The problem of unknowns in Artificial Intelligence

In 2017, The Guardian reported on how Volvo’s self-driving cars failed to avoid kangaroos during road tests in Australia. Volvo – which is headquartered in Sweden – initially tested the technology in a local setting. As a result, their cars recognized animals native to Sweden (such as moose). However, once the cars were driving in a new setting like Australia, unforeseen elements started popping up, such as kangaroos.

The problem of unknowns

The above Volvo anekdote illustrates a major problem with current artificial intelligence (AI): the problem of unknowns. Typically, AI systems* learn to recognize things by looking at a lot of examples. For instance, if we want a system to recognize a cat, it needs to be shown thousands if not millions of images of cats. Afterwards the system is able – at least hopefully – to recognize images of cats it has never seen before.

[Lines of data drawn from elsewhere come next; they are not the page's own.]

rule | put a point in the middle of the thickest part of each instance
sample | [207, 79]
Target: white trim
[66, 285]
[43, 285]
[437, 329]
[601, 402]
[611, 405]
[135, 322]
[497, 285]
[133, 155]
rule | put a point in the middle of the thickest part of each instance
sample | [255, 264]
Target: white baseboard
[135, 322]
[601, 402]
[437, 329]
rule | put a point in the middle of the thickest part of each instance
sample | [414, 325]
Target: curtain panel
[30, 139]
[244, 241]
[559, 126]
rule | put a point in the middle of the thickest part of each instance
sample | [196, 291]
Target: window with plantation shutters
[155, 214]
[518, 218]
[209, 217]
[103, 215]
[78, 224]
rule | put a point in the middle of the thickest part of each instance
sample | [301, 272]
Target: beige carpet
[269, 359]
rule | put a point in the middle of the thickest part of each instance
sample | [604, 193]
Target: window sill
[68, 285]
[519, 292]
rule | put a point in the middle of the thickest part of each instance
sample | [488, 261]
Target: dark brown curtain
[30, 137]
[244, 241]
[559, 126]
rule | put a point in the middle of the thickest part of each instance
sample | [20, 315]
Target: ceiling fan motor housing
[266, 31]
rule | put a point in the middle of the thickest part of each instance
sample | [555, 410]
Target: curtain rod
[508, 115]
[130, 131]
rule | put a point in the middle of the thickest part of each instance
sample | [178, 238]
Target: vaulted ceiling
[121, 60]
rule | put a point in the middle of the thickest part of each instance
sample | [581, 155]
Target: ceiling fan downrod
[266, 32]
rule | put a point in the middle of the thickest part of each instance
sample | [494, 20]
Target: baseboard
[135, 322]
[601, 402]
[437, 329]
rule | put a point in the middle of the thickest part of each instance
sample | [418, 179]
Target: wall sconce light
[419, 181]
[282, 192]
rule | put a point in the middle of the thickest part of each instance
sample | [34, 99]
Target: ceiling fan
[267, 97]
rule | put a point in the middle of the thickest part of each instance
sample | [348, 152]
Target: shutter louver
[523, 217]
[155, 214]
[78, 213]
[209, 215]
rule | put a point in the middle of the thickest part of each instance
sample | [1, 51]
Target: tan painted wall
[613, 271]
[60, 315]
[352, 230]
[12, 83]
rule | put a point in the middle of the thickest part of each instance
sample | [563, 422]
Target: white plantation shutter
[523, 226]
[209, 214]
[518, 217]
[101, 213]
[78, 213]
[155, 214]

In the case of Volvo, the AI system probably looked at a lot of images and movement patterns of moose. Then, while driving on actual Swedish roads, the cars were able to recognize and effectively respond to moose. Of course, because kangaroos were initially not on the minds of Volvo’s R&D team based in Sweden, they did not show their system enough examples of Kangaroos. Consequently, kangaroos were quite literally unknown to the cars.

The problem of unknowns is certainly not unique to Volvo, it is in fact quite common in the field of AI. For example, Facebook researchers reported that five of the most popular public image recognition systems failed to recognize common household objects (for example, soap and spices) from non-western countries. Google Health software that screens people for diabetic retinopathy performed considerably worse because of unknown light conditions in screening rooms in Thailand. Similar systems also performed worse with less drastic switches in environment, such as between Seattle and Atlanta. In another case, a New Zealand man of Asian descent’s passport renewal picture got rejected because the AI system was not familiar enough with the eyes of people of Asian descent.

Tackling the problem of unknowns

Tackling the problem of unknowns in AI is very hard. The world is extremely vast and diverse, so finding all relevant unknowns with limited time and resources requires a lot of expertise. The question therefore becomes: how do AI companies efficiently and thoroughly search for these unknowns? That question is the central theme of this blog.

* When I talk about AI systems on this blog, it’s about supervised learning systems with at least some labeling involved (unless further specified).